The other high-quality pattern, with its own tradeoffs for management, is to simply name the logfiles uniquely on original creation.
For example, if the application "rotates" daily, it could create filenames by the date, such as frog-decorator-2016-05-03.log. When the day changes, it can simply create a new logfile and redirect its output to the new file.
Time-based filenames can be valuable especially on Microsoft Windows platforms, where renaming open files is a very complicated and difficult business. It is also well-behaved, like rename-and-recreate, in that the data persistence story is very simple.
The copy-truncate pattern is lower quality, because there is no way to ensure all data is retained. There is an inherent race condition between the logging application and the program performing the copy & truncate. Data can be written to the file after the copy and before the truncate. This data will be lost.
Additionally, copy-truncate requires two extra I/Os for every log-write. Every log-write will need to be later read back, and written out again by the copy operation. Therefore, this pattern will exhaust I/O resources more readily.
With Splunk specifically, copy-truncate requires handling a large number of additional edge-cases, such as encountering the copy in the process of being built (you would want us to recognize this as an already-handled file), and reading from an open logfile during truncation. The latter problem is potentially not solvable in complex situations.
For example, Splunk could be in a situation where it reads the first half of an event (more likely for large events), and then the file is truncated (reduced to zero length) before we can read the second half of an event. Should we send it on as is, potentially delivering a broken half-event to the index? Should we drop it, potentially losing the only half of the data we will ever gain access to?
In general, of course, Splunk should be well-behaved to the extent possible in the face of copy-truncate. The above specific situation was a case where we needed to improve and did so.
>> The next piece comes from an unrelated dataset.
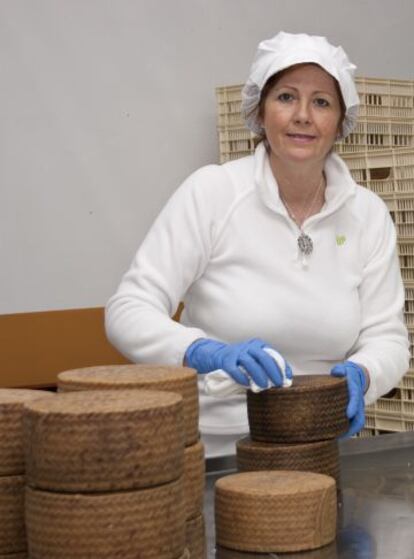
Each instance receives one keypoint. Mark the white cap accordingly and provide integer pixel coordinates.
(287, 49)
Also, for applications which log to stderr or other applications which have no support for ever reopening their logfile, there may be no other option for file management than copy-truncate.
Splunk has had scalability problems with large numbers of source values, and in the future could have them again as accounts may grow larger. For files named by day, however, we've never seen such problems. If you generate hundreds or thousands of files a minute, named by subsecond, for example, it's more likely to run into problems.
There is also the managability concern. How do you zero in on the data you want if source isn't a useful key? For many situations, host and sourcetype are sufficient, but for others you might need to rename, or use wildcards, or extract parts of the path from the source as the main informative element.
It's annoying, but you'd really rather solve those problems in Splunk, typically, than struggle with a logging app that crashes because it gets an error when it tries to open it's logfile for creation when the file was already deleted but is still open for writing. (Yes, windows remembers the NAME of files that are open but deleted, and blocks reuse of the NAME).
Though I agree, on at least UNIX, stable name + rotate is often the most convenient option for all parties.
Hello inventseker,
Thank you for reply.
I understood that normal rotate has risk of log lost.
And I understood that delaycompress option is better.